Department of Chemical Engineering, University of Michigan, 2300 Hayward Avenue, Ann Arbor, MI, 48105, USA.
Department of Biomedical Engineering, University of Michigan, 1119 Carl A. Gerstacker Building, 2200 Bonisteel Boulevard, Ann Arbor, MI, 48109-2099, USA.
Biomaterials. 2019 Oct;218:119333. doi: 10.1016/j.biomaterials.2019.119333. Epub 2019 Jul 4.

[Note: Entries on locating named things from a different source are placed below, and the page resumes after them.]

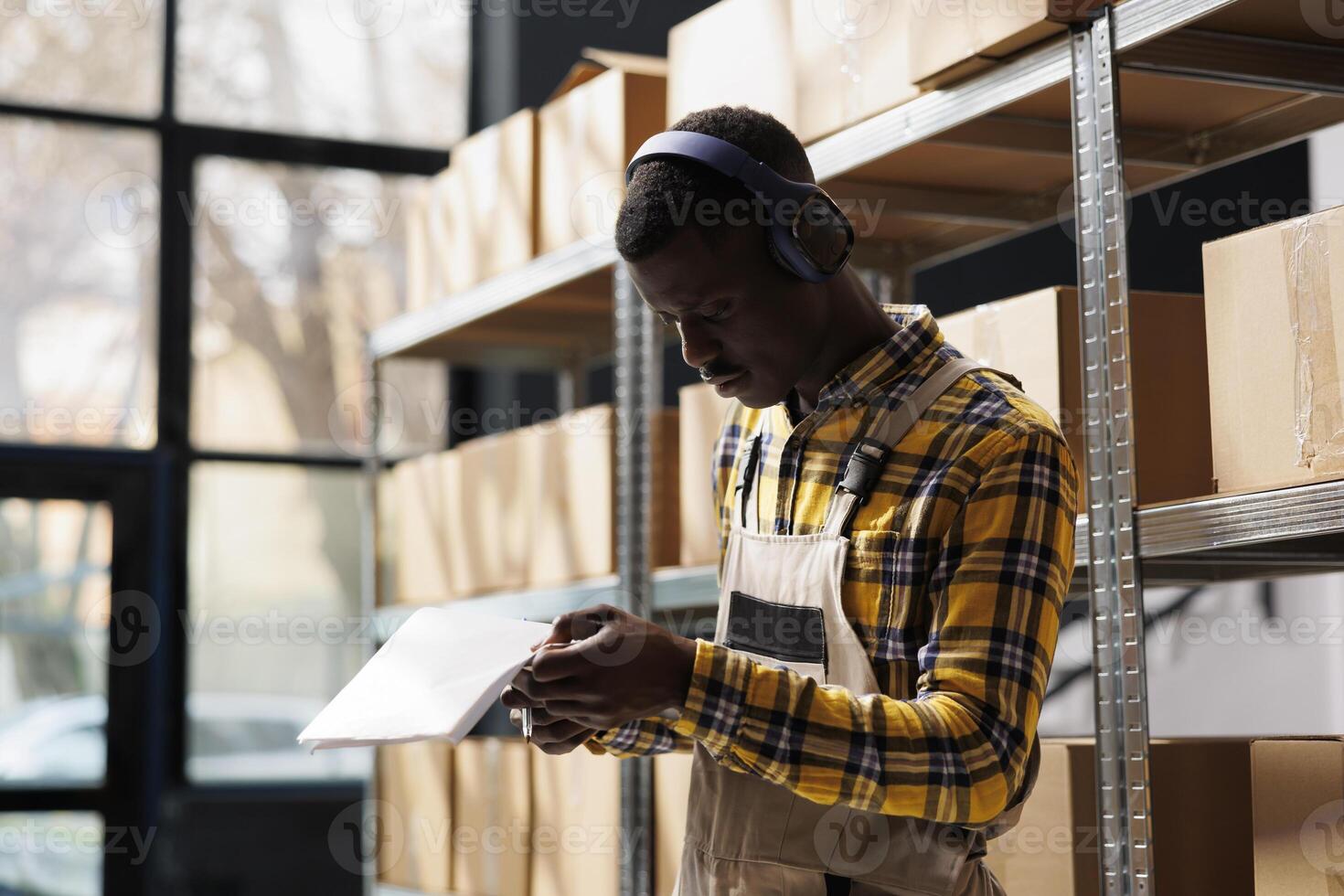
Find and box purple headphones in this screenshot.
[625,131,853,283]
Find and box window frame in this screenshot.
[0,0,456,895]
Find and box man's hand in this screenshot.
[500,604,695,752]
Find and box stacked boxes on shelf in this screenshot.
[538,49,667,252]
[406,109,538,310]
[452,738,534,896]
[1204,206,1344,492]
[987,736,1344,896]
[909,0,1118,88]
[392,404,680,603]
[375,741,454,893]
[938,286,1213,504]
[668,0,918,143]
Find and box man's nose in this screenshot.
[677,321,723,367]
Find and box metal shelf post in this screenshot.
[612,261,663,896]
[1072,5,1155,896]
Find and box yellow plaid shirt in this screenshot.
[590,305,1078,825]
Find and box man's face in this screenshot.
[630,227,827,407]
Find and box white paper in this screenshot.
[298,607,551,750]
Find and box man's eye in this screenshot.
[701,301,729,321]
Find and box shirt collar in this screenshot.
[817,305,944,409]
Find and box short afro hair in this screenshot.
[615,106,815,262]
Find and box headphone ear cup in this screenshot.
[761,227,803,280]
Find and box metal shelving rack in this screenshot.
[366,0,1344,896]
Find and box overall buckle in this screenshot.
[836,439,890,503]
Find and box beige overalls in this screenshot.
[676,358,1039,896]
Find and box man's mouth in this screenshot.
[704,369,746,386]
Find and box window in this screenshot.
[186,462,371,781]
[0,498,112,787]
[176,0,471,146]
[0,119,158,447]
[0,0,164,118]
[189,155,448,457]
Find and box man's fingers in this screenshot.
[500,688,541,709]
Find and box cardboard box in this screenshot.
[1252,738,1344,896]
[667,0,798,132]
[392,454,458,603]
[440,430,538,595]
[538,49,667,252]
[986,739,1255,896]
[375,741,453,893]
[1204,206,1344,492]
[404,184,443,312]
[452,738,532,896]
[532,750,621,896]
[792,0,919,143]
[938,286,1213,504]
[653,752,692,896]
[677,383,732,567]
[517,404,680,587]
[909,0,1102,89]
[668,0,919,143]
[432,109,538,293]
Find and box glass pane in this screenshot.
[0,811,101,896]
[0,0,164,118]
[0,117,158,447]
[176,0,471,146]
[0,498,112,789]
[186,464,369,781]
[191,155,448,457]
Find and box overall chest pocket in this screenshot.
[723,591,827,684]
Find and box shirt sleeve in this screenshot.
[583,719,692,759]
[672,430,1078,825]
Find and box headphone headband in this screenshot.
[625,131,853,283]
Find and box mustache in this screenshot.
[696,361,741,380]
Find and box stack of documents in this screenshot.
[298,607,551,750]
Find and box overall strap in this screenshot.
[823,357,1004,536]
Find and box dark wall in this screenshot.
[914,141,1310,315]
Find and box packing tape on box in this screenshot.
[972,303,1004,367]
[1284,218,1344,473]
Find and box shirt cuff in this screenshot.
[672,639,752,758]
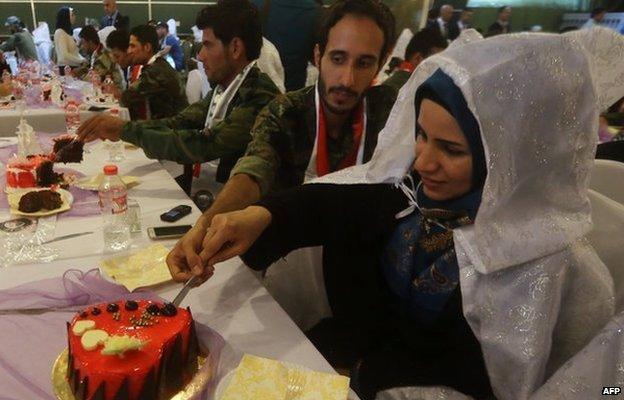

Developing biomaterials to control the responsiveness of innate immune cells represents a clinically relevant approach to treat diseases with an underlying inflammatory basis, such as sepsis. Sepsis can involve activation of Toll-like receptor (TLR) signaling, which activates numerous inflammatory pathways. The breadth of this inflammation has limited the efficacy of pharmacological interventions that target a single molecular pathway. Here, we developed cargo-less particles as a single-agent, multi-target platform to elicit broad anti-inflammatory action against innate immune cells challenged by multiple TLR agonists. The particles, prepared from poly(lactic-co-glycolic acid) (PLGA) and poly(lactic acid) (PLA), displayed potent molecular weight-, polymer composition-, and charge-dependent immunomodulatory properties, including downregulation of TLR-induced costimulatory molecule expression and cytokine secretion. Particles prepared using the anionic surfactant poly(ethylene-alt-maleic acid) (PEMA) significantly blunted the responses of antigen presenting cells to TLR4 (lipopolysaccharide) and TLR9 (CpG-ODN) agonists, demonstrating broad inhibitory activity to both extracellular and intracellular TLR ligands. Interestingly, particles prepared using poly(vinyl alcohol) (PVA), a neutrally-charged surfactant, only marginally inhibited inflammatory cytokine secretions. The biochemical pathways modulated by particles were investigated using TRanscriptional Activity CEll aRrays (TRACER), which implicated IRF1, STAT1, and AP-1 in the mechanism of action for PLA-PEMA particles. Using an LPS-induced endotoxemia mouse model, administration of PLA-PEMA particles prior to or following a lethal challenge resulted in significantly improved mean survival. Cargo-less particles affect multiple biological pathways involved in the development of inflammatory responses by innate immune cells and represent a potentially promising therapeutic strategy to treat severe inflammation.
开发能够控制固有免疫细胞反应性的生物材料是一种有临床意义的方法,可以治疗以炎症为基础的疾病,如败血症。败血症可能涉及 Toll 样受体 (TLR) 信号的激活,该信号激活了许多炎症途径。这种炎症的广泛性限制了针对单一分子途径的药物干预的疗效。在这里,我们开发了无载体颗粒作为单一制剂、多靶点平台,以针对多种 TLR 激动剂挑战的固有免疫细胞产生广泛的抗炎作用。这些颗粒由聚(乳酸-共-羟基乙酸)(PLGA)和聚乳酸(PLA)制成,具有强大的分子量、聚合物组成和电荷依赖性的免疫调节特性,包括下调 TLR 诱导的共刺激分子表达和细胞因子分泌。使用阴离子表面活性剂聚(乙烯-共-马来酸)(PEMA)制备的颗粒显著减弱了抗原呈递细胞对 TLR4(脂多糖)和 TLR9(CpG-ODN)激动剂的反应,表明对细胞外和细胞内 TLR 配体均具有广泛的抑制活性。有趣的是,使用带中性电荷的表面活性剂聚乙烯醇(PVA)制备的颗粒仅轻微抑制了炎症细胞因子的分泌。使用转录活性细胞阵列(TRACER)研究了颗粒调节的生化途径,该途径表明 PLA-PEMA 颗粒的作用机制涉及 IRF1、STAT1 和 AP-1。在 LPS 诱导的内毒素血症小鼠模型中,在致命挑战之前或之后给予 PLA-PEMA 颗粒可显著提高平均存活率。无载体颗粒影响固有免疫细胞炎症反应发展中涉及的多个生物学途径,代表了一种有前途的治疗严重炎症的策略。